Deep structural clustering for single-cell RNA-seq data jointly through autoencoder and graph neural network.

机构信息

School of Computer Science and Technology, Donghua University 201600, Shanghai, China.

School of Computer Science and Technology, Shanghai University 200444, Shanghai, China.

出版信息

Brief Bioinform. 2022 Mar 10;23(2). doi: 10.1093/bib/bbac018.

Abstract

Single-cell RNA sequencing (scRNA-seq) permits researchers to study the complex mechanisms of cell heterogeneity and diversity. Unsupervised clustering is of central importance for the analysis of the scRNA-seq data, as it can be used to identify putative cell types. However, due to noise impacts, high dimensionality and pervasive dropout events, clustering analysis of scRNA-seq data remains a computational challenge. Here, we propose a new deep structural clustering method for scRNA-seq data, named scDSC, which integrate the structural information into deep clustering of single cells. The proposed scDSC consists of a Zero-Inflated Negative Binomial (ZINB) model-based autoencoder, a graph neural network (GNN) module and a mutual-supervised module. To learn the data representation from the sparse and zero-inflated scRNA-seq data, we add a ZINB model to the basic autoencoder. The GNN module is introduced to capture the structural information among cells. By joining the ZINB-based autoencoder with the GNN module, the model transfers the data representation learned by autoencoder to the corresponding GNN layer. Furthermore, we adopt a mutual supervised strategy to unify these two different deep neural architectures and to guide the clustering task.

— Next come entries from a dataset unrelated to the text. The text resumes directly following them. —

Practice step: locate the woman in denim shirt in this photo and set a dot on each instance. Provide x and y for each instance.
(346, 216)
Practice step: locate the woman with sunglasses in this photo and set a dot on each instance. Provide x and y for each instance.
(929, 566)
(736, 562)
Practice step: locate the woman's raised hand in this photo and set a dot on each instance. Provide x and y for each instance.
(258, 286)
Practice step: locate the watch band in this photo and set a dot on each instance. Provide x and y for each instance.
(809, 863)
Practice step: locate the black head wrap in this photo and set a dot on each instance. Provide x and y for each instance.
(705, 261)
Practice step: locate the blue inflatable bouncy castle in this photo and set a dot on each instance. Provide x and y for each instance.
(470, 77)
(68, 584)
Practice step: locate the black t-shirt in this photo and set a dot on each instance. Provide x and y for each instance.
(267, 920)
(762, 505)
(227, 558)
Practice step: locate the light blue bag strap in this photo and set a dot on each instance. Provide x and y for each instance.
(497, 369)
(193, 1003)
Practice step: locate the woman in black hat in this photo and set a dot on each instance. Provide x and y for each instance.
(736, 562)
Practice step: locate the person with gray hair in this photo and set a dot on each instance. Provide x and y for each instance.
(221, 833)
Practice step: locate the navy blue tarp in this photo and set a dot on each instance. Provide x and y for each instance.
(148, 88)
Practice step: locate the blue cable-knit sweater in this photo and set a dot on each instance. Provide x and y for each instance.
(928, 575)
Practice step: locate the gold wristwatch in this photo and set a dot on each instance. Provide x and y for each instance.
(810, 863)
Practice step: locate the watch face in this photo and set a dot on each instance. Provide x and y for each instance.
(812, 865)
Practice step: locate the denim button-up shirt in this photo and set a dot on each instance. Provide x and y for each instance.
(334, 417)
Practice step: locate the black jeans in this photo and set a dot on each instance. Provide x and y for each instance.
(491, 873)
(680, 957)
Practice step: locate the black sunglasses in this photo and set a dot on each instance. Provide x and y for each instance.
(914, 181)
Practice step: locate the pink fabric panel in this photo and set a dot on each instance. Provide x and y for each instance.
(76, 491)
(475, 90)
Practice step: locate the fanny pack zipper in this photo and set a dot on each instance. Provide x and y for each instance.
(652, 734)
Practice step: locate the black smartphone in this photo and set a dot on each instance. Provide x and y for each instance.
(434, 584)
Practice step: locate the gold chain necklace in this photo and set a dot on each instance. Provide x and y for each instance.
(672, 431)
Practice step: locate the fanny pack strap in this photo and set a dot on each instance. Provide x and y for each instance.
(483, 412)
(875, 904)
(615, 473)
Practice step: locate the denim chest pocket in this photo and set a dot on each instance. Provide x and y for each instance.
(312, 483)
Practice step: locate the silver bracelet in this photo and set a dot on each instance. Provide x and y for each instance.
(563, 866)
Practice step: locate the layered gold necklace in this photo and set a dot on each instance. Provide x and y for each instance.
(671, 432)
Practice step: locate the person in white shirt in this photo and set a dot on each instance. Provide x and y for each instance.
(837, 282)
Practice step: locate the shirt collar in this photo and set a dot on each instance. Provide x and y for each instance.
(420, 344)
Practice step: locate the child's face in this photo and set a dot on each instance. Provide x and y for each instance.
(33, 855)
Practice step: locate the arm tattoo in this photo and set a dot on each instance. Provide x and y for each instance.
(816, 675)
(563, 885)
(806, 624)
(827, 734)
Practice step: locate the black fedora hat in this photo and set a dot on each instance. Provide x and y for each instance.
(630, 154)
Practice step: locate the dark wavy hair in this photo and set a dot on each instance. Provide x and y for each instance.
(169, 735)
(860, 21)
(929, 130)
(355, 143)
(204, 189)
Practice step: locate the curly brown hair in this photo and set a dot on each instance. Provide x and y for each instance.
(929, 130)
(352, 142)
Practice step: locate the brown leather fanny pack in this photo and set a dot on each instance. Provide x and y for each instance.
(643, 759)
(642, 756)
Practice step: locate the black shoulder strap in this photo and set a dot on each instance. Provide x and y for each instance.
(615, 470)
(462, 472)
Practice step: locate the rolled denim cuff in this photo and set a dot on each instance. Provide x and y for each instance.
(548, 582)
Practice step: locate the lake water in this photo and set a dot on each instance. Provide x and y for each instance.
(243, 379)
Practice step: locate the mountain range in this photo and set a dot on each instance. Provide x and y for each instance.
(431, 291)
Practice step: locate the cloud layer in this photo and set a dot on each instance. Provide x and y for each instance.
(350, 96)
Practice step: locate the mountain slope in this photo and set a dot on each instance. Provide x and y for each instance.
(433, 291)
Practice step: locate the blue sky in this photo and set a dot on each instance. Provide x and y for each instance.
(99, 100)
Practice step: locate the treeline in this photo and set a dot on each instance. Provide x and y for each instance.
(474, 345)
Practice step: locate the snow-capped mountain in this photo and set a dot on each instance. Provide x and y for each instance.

Extensive experimental results on six real scRNA-seq datasets demonstrate that scDSC outperforms state-of-the-art methods in terms of clustering accuracy and scalability. Our method scDSC is implemented in Python using the Pytorch machine-learning library, and it is freely available at https://github.com/DHUDBlab/scDSC.

摘要

单细胞 RNA 测序 (scRNA-seq) 允许研究人员研究细胞异质性和多样性的复杂机制。无监督聚类对于 scRNA-seq 数据的分析至关重要,因为它可用于识别潜在的细胞类型。然而,由于噪声影响、高维性和普遍存在的缺失事件,scRNA-seq 数据的聚类分析仍然是一个计算挑战。在这里,我们提出了一种新的 scRNA-seq 数据深度结构聚类方法,称为 scDSC,它将结构信息集成到单细胞深度聚类中。所提出的 scDSC 由基于零膨胀负二项式 (ZINB) 模型的自动编码器、图神经网络 (GNN) 模块和相互监督模块组成。为了从稀疏和零膨胀的 scRNA-seq 数据中学习数据表示,我们在基本自动编码器中添加了一个 ZINB 模型。引入 GNN 模块来捕获细胞之间的结构信息。通过将基于 ZINB 的自动编码器与 GNN 模块相结合,该模型将自动编码器学习的数据表示转移到相应的 GNN 层。此外,我们采用相互监督策略来统一这两种不同的深度神经网络架构,并指导聚类任务。在六个真实的 scRNA-seq 数据集上的广泛实验结果表明,scDSC 在聚类准确性和可扩展性方面优于最先进的方法。我们的方法 scDSC 是使用 Pytorch 机器学习库在 Python 中实现的,可以在 https://github.com/DHUDBlab/scDSC 上免费获得。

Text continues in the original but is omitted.